Come “educare” l’azienda a un nuovo approccio
Introdurre questo metodo richiede un cambio culturale, specialmente in contesti dove la hard skill è sempre stata regina. La strategia più efficace è quella di “educare” i manager di linea coinvolgendoli nel processo. Ecco come:
- Definite insieme il successo: Prima di iniziare la selezione, siediti con il responsabile della funzione e chiedigli: “Oltre alle competenze tecniche, quali 3 comportamenti renderanno la persona scelta un successo in questo ruolo?”.

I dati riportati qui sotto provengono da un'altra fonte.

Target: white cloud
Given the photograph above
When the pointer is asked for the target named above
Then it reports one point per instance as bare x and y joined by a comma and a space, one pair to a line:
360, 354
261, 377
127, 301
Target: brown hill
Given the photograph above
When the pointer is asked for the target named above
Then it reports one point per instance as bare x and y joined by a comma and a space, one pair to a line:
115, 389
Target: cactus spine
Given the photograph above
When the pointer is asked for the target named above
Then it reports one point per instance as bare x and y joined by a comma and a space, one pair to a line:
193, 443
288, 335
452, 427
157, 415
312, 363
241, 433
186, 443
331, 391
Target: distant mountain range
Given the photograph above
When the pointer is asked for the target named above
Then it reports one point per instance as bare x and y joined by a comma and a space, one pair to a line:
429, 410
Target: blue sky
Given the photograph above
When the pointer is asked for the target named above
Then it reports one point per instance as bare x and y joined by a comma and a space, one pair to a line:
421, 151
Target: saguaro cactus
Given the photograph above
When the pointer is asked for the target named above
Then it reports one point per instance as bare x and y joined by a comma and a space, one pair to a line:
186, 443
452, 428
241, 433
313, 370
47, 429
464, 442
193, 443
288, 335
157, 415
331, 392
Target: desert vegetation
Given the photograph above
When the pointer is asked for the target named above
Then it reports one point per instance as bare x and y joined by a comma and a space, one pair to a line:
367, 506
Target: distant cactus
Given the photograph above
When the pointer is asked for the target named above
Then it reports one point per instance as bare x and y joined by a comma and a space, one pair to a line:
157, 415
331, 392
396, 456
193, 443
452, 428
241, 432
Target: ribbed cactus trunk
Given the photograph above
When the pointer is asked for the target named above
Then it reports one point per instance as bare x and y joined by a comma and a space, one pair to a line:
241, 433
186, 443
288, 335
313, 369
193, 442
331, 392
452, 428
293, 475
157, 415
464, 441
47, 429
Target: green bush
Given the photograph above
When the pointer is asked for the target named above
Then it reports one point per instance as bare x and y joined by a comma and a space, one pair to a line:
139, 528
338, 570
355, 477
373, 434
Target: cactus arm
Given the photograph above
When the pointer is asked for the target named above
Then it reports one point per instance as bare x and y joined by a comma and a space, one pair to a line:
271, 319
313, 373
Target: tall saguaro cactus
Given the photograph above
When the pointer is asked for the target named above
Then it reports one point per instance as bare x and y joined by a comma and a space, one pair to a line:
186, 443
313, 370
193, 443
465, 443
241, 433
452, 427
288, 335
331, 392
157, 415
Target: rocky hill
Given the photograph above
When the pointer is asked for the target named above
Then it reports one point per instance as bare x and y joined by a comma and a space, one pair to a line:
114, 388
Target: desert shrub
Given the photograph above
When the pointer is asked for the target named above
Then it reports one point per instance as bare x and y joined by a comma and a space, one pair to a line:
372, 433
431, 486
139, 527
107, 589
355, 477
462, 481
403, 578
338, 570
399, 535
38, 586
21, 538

- Presentate i dati: Quando presenti la rosa finale di candidati, mostra non solo i CV, ma anche i report dell’assessment. Evidenzia come ogni candidato si posiziona rispetto alle competenze comportamentali che avete definito insieme.
- Lascia che scelgano (e impara insieme): Se il manager sceglie comunque il candidato forte tecnicamente ma debole a livello soft, non è una sconfitta. È un’opportunità di apprendimento. Quando, mesi dopo, emergeranno i problemi, potrai tornare da lui e dire: “Ricordi l’analisi che avevamo fatto? Ecco dove si sta manifestando il problema. Lavoriamoci insieme”. Questo approccio, basato sulla collaborazione e sui dati, è il modo più potente per far passare il messaggio.
Domande frequenti (FAQ)
- Un assessment può davvero predire il successo di un manager?
Nessuno strumento ha la sfera di cristallo, ma un assessment validato aumenta drasticamente l’accuratezza della previsione. Riduce i bias e fornisce una base oggettiva per una decisione che altrimenti sarebbe basata solo sull’intuito. - Come convinco un manager di linea, abituato a decidere “di pancia”, a fidarsi di questi strumenti?
Faglielo provare. Offrigli di compilare l’assessment per sé stesso o per un membro del suo team che conosce bene. Quando vedrà l’accuratezza del report e la profondità delle informazioni, la sua percezione cambierà radicalmente.
Smetti di rischiare. Inizia a scegliere con i dati.
Promuovere sulla base delle sole competenze tecniche è una scommessa che la tua azienda non può più permettersi di perdere. È il momento di riequilibrare la bilancia e dare alle soft skills il peso strategico che meritano.